Zanskar
Overview
About
Zanskar was founded in 2019 in Salt Lake City, Utah by Carl Hoiland (CEO) and Joel Edwards (CTO), both of whom have backgrounds in geology and geophysics. The founders met while working independently in the geothermal sector and recognized a shared conviction: conventional geothermal resources in the western United States were vastly larger than the industry believed, but the exploration tools available were far too slow, expensive, and imprecise to find them. The company's name is drawn from the Zanskar mountain range in the Himalayas — where expedition and geology converge — as a nod to the founders' spirit of exploration and scientific rigor. Note: while Zanskar's legal entity was established in 2019, public-facing operations began around 2021 when the company raised its first external funding.
Zanskar's published mission is to make geothermal power the most affordable form of widely-deployable, 24/7, carbon-free generation on the planet. The company was founded on the belief that most of America's conventional geothermal resources have been dramatically underestimated — not because they don't exist, but because the exploration tools available have been too crude to find them reliably. Zanskar has built proprietary AI models trained on vast libraries of geological, geophysical, satellite, and historical drilling data — including digitized analog records from explorers who surveyed the subsurface decades ago — to identify hidden geothermal systems with unprecedented precision. The result is a repeatable, data-driven discovery process that has allowed the company to identify more new geothermal resources in three years than the industry found in thirty.
Zanskar is an independent private company headquartered in Salt Lake City. In January 2026, it raised a $115 million Series C led by Spring Lane Capital, with participation from Obvious Ventures, Union Square Ventures, and Lowercarbon Capital, bringing total funding to over $157 million. The Series C will fund expansion of the company's gigawatt-scale project pipeline and support construction of multiple geothermal power plants across the western United States, targeting power delivery before 2030.

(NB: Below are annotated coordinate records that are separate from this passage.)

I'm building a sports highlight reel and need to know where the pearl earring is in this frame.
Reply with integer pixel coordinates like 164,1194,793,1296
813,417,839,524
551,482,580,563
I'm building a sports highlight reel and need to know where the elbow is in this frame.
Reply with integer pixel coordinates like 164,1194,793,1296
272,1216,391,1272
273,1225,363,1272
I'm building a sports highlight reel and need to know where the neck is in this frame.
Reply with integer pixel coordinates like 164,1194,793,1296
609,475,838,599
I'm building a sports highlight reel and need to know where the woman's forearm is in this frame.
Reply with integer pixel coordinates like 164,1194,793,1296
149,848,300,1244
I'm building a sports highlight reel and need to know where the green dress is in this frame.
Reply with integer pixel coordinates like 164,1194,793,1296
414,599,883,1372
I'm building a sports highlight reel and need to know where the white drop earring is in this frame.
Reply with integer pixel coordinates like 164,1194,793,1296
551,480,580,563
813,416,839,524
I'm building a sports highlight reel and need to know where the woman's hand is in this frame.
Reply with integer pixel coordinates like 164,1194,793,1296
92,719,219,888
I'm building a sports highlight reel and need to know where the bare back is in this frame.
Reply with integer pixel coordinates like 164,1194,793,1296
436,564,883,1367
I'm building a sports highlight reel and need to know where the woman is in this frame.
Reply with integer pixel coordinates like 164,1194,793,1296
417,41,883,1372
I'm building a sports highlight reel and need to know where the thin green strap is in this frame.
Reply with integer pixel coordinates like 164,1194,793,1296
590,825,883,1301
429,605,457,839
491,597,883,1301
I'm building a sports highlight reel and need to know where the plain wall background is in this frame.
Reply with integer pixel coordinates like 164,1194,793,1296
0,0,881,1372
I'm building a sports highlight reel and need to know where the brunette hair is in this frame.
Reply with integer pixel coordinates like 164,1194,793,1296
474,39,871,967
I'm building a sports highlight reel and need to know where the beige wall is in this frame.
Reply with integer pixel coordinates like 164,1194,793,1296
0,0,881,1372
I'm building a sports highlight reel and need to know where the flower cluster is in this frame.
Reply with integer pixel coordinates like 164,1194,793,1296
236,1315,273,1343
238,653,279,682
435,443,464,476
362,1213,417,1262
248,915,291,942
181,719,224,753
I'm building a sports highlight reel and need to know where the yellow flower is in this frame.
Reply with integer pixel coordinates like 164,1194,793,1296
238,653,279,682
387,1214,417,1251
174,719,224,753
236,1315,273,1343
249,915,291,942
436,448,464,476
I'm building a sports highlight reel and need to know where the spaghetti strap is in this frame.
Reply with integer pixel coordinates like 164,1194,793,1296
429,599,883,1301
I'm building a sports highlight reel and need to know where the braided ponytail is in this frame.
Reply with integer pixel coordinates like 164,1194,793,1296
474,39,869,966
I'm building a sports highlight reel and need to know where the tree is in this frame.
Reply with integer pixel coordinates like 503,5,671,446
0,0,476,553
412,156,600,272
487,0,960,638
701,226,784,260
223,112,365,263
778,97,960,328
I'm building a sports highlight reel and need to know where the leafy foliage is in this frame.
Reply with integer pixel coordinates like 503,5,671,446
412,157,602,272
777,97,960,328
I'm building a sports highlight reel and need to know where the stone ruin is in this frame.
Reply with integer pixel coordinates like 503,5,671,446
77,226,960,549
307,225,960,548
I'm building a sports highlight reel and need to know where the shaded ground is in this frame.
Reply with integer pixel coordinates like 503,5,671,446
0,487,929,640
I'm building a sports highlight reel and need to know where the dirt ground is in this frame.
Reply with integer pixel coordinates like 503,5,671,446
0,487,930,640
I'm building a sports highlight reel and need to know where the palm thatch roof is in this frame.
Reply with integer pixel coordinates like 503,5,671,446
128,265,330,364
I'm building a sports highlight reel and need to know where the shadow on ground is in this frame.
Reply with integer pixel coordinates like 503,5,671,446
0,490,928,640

In late 2025, Zanskar announced what the industry recognized as the first confirmed discovery of a commercial-grade blind geothermal system — a resource with no surface signs whatsoever — at its "Big Blind" site in western Nevada, which it is now developing as a 20 MW power plant. Earlier in 2025, it acquired the underperforming Lightning Dock geothermal plant in New Mexico and used its AI platform to identify a previously unknown resource zone, drilling what became the most productive pumped geothermal well in the United States. Zanskar holds the industry's largest portfolio of conventional geothermal development projects in the western US and has described a terawatt-scale opportunity that AI-enabled exploration is only beginning to unlock.